La vida privada de nuestros políticos no debiera importarnos un comino. La sociedad balear, celosa de la propia intimidad, es capaz de observar y olvidar todo aquello que se refiere a la privacidad de personajes populares y famosos de toda índole, como demuestra la circunstancia de que en Mallorca haya sido siempre un hecho conocido la agitada vida sentimental del rey emérito, sin que ello escandalizara ni provocase reacción social alguna. Se sabía y punto.
También nuestra presidenta tiene derecho a su vida privada, faltaría más, y, desde luego, desde que ocupa el cargo nada de ésta ha sido objeto de debate en la calle pese a que, como suele decirse coloquialmente, aquí nos conocemos todos.

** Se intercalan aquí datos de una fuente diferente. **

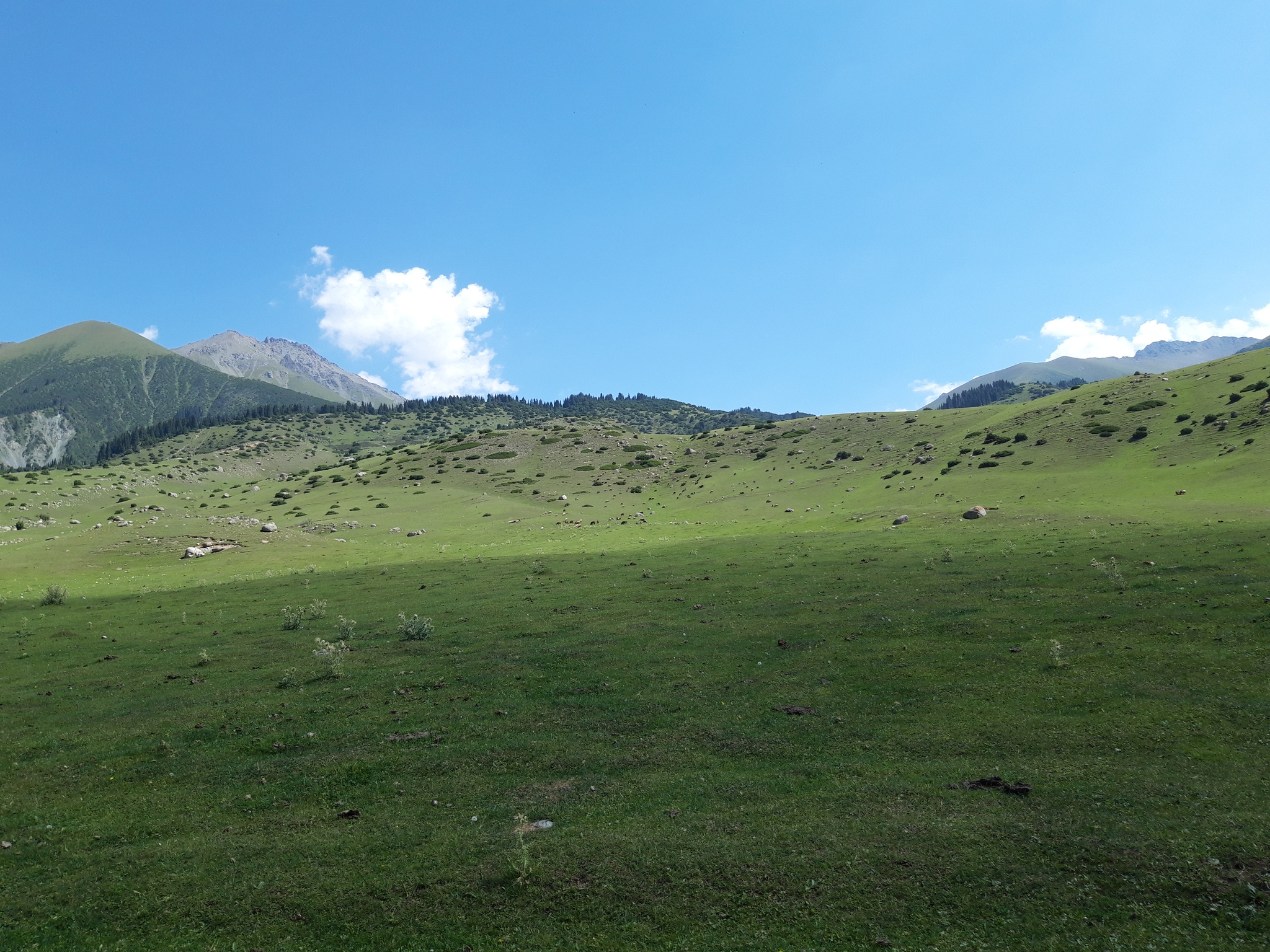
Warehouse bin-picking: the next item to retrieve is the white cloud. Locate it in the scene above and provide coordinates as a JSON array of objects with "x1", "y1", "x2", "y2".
[
  {"x1": 1040, "y1": 315, "x2": 1134, "y2": 361},
  {"x1": 910, "y1": 379, "x2": 965, "y2": 402},
  {"x1": 1176, "y1": 305, "x2": 1270, "y2": 340},
  {"x1": 302, "y1": 257, "x2": 515, "y2": 399},
  {"x1": 1040, "y1": 305, "x2": 1270, "y2": 361},
  {"x1": 1133, "y1": 317, "x2": 1175, "y2": 353}
]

Pero el episodio del pasado 7 de octubre en el Hat Bar escapa de ese esquema. Con quién tome copas la presidenta, dónde y a qué hora no deja de ser algo intrascendente para su desempeño institucional, hasta que se convierte en un desafío a las propias normas que, desde el púlpito parlamentario y en ese tono admonitivo tan suyo, Francina Armengol nos ha ido desgranando para que nos sintiésemos culpables e insolidarios si se nos ocurría organizar una cena privada para once personas. Francina ha caído en su propia trampa y, como el cazador de osos atrapado en el cepo que había camuflado entre la hojarasca, se revuelve contra su misma insensatez y su mala suerte.
Porque, esa es otra, probablemente jamás hubiéramos conocido que Armengol estaba en un bar de copas a las dos de la madrugada con sus amigos si el citado local no hubiera molestado a los vecinos con el jolgorio. Quiso la fortuna que, en un auténtico milagro -que aparezca la policía local de Hila cuando se la llama es un prodigio milagroso- los agentes policiales encontrasen el bar abierto y, supuestamente en la puerta, a la presidenta del Govern, a un miembro de su gabinete "indispuesto" y al conseller Marc Pons.

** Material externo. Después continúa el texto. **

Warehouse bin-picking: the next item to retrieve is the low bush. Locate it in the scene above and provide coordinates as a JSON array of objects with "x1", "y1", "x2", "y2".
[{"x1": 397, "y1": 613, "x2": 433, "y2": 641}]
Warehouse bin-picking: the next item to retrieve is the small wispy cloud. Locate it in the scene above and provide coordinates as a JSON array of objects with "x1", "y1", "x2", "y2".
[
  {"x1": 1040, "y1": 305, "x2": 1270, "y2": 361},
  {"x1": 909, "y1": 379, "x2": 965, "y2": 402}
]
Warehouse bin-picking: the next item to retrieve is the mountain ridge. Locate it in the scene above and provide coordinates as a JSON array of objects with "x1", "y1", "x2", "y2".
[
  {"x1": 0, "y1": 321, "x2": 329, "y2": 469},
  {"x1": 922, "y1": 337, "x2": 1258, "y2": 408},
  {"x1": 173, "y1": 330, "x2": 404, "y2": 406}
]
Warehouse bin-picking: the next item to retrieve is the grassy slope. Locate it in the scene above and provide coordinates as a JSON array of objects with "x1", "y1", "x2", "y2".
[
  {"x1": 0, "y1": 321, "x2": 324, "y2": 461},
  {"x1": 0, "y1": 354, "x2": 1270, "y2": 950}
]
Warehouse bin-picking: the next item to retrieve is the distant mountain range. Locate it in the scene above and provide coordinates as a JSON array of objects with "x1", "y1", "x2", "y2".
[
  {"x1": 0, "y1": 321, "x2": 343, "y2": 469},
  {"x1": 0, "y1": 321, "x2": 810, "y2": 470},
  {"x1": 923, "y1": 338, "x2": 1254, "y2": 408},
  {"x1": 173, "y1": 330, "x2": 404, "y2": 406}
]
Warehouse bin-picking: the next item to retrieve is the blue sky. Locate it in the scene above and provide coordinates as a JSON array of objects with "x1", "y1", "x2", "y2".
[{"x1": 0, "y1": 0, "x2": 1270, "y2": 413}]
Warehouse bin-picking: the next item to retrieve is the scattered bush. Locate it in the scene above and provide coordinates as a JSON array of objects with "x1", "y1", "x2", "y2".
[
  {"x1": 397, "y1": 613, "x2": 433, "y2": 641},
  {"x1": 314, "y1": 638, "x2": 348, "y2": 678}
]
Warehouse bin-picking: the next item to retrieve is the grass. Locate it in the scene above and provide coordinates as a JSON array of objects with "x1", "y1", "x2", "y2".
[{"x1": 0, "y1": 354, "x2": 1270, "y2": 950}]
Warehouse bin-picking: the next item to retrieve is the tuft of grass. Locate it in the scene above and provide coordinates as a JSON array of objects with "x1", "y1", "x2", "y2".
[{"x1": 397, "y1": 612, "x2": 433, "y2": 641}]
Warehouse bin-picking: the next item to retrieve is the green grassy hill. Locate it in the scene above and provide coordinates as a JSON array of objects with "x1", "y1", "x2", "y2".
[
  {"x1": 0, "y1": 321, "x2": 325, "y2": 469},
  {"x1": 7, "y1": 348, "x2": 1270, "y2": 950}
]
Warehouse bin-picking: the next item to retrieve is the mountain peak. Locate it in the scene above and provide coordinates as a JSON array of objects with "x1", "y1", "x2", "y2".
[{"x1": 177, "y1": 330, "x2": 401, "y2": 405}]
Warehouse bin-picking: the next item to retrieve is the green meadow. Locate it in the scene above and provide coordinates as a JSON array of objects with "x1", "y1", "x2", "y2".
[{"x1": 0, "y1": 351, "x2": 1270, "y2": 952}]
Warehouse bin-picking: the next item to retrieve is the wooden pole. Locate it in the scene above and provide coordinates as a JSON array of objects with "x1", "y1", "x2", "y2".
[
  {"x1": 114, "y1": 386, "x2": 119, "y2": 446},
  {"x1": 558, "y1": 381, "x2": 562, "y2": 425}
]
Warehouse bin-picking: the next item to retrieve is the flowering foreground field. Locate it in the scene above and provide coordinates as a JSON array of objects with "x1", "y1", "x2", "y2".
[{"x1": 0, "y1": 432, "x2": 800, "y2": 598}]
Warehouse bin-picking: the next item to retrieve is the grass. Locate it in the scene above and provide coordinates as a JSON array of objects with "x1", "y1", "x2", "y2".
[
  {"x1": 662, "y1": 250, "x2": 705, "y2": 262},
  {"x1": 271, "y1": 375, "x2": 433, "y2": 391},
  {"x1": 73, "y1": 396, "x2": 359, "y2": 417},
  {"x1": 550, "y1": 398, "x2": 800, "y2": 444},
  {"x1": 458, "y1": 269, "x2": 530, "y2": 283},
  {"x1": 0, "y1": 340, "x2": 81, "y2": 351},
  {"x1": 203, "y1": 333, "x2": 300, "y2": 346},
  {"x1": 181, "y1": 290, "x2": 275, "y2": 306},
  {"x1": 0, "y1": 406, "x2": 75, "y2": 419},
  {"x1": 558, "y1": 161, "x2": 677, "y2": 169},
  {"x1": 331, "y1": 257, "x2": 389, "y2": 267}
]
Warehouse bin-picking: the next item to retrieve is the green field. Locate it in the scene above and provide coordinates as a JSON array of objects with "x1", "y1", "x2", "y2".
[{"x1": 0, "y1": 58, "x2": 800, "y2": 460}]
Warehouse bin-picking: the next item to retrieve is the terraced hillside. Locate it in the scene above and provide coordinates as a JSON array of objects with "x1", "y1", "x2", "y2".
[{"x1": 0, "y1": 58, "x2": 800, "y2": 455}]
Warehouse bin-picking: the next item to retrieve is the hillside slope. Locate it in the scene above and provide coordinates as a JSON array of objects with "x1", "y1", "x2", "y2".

Pero lo peor no es haber pillado a Francina con el carrito de los helados, sino el espectáculo dado por todo su entorno para tratar de ocultar la hipocresía galopante de los miembros del Govern.
Primero, se impuso la omertá, fracasada cuando el diario más afín al ejecutivo destapó el suceso. Luego, como en el caso de Ábalos y su affaire con la ministra venezolana, han comenzado las mentiras amañadas y las historias rocambolescas. Creen realmente que somos todos imbéciles y que nos tragaremos cualquier milonga con solo culpar de la difusión de la historia al enemigo sempiterno de la progresía que, por lo visto, se oculta en los rincones más insospechados: por supuesto, el fascismo.
Pero ni siquiera con la peor y más abyecta oposición del mundo sería posible convertir las dos de la madrugada en "alrededor de la una" como pretende ahora el aparato de propaganda del Govern. Ni con Iván Redondo o Tezanos se arregla este roto.
Aunque lo más nauseabundo del asunto estaba aun por aparecer. El jefe de la policía local de Palma, José Luis Carque, el mismo que hace solo diez meses anunció que iba a recuperar la ilusión del cuerpo, actuando cual comisario político socialista al uso, envió al día siguiente una instrucción de servicio a los agentes para que se cuidasen muy mucho de difundir la historieta de Armengol y su querencia por las copas a altas horas de la madrugada vulnerando las normas que ella misma nos impuso. ¿Hubiera hecho lo mismo si el desalojado fuera un político de la oposición o cualquier otro personaje conocido? Respóndanse ustedes mismos.
La policía local de Palma acumula, en los últimos años, suficiente mugre en los rincones como para que ahora, además, debamos descubrir que actúa al dictado de la clase política dirigente para tapar sus vergüenzas. La sombra de Hila o de cualquier otro capitoste del partido se adivina fácilmente.
Carque, a esta hora, debiera haber dimitido por contribuir a sumergir todavía más la imagen del cuerpo que pomposamente pretendía regenerar. Y, si no, debiera ser cesado fulminantemente, al menos, por su escasa maña para camuflar el encubrimiento del desliz presidencial. Hernández y Fernández no hubieran sido tan torpes de dejar pistas escritas de sus amaños.
Y, en cuanto a Francina, la dimisión sería también la única salida digna y coherente, razón suficiente para pensar que ni siquiera se lo planteará.